Background: A hunter in his tribe, Olmar and his fellow huntsmen cam back after a successful hunt for boartusks as they saw the smoke rising from their village. The attackers used their superior numbers and equipment to defeat them. After his village was raided, his wife killed and worse, Olmar was thrown into the mines. More intelligent than most think, he tries to keep his body in a good shape as the fury in his heart grows and he waits for an opportunity for revenge.


----------



## Dr Simon (Mar 2, 2010)

Walking Dad said:


> Do we use the pathfinder or IH skill system?
> 
> Do we use CBA/CMA or standard grapple?
> If the first, I will maybe change my trait.
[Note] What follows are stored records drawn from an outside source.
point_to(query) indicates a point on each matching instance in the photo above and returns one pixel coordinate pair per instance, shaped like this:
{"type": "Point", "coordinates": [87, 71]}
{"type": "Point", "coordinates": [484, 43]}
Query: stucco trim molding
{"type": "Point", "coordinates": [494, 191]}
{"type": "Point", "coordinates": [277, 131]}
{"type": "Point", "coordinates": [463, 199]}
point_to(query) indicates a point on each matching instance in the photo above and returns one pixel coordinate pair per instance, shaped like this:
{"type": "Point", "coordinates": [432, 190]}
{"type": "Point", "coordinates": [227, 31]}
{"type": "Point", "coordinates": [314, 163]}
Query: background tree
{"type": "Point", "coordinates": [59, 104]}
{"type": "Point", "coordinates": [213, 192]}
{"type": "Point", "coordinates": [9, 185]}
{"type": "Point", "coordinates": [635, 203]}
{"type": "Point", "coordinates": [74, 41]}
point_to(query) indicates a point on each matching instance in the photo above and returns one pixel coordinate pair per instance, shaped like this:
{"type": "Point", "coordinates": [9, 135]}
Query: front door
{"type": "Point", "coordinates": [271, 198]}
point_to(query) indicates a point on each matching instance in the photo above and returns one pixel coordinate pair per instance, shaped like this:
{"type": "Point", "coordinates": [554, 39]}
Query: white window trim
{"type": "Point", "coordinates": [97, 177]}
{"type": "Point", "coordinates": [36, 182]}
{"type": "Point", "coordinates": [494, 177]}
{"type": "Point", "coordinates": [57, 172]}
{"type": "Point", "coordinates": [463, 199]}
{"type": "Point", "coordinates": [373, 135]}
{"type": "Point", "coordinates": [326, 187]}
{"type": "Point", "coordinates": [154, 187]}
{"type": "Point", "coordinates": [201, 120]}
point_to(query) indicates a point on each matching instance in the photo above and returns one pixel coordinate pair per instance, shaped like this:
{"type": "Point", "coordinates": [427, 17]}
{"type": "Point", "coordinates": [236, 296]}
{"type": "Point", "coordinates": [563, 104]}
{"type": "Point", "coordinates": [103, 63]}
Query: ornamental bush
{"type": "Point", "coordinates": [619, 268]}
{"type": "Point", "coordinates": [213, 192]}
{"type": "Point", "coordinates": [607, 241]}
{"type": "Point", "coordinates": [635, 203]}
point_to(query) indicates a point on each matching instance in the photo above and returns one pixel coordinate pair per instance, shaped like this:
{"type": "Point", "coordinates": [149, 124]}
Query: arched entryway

For simplicity's sake I wasn't going to mix and match systems. Definitely IH skill system, with the skill families. 

I'll probably stick with the standard grapple/combat maneuvre system as to be honest I've not found any _great_ advantage to the Pathfinder system.


----------



## Shayuri (Mar 2, 2010)

Looking at a Harrier right now...more soon...


----------



## mfloyd3 (Mar 4, 2010)

OK, I'm going to write up a character sheet and short history tonight.  Quick question for you, Doc Simon.  I'm looking at an arcanist who is an aristocrat from the decadent city-state of Zor to which you alluded above.  There are several ways to go with this character.  If I go heavily toward the social end (Enchantment as a primary school and Devious Manipulator for a feat) are there going to be opportunities to use it?  Or would it be better to go with a more scholarly bent (some other primary school, and Healing Mastery for a feat)?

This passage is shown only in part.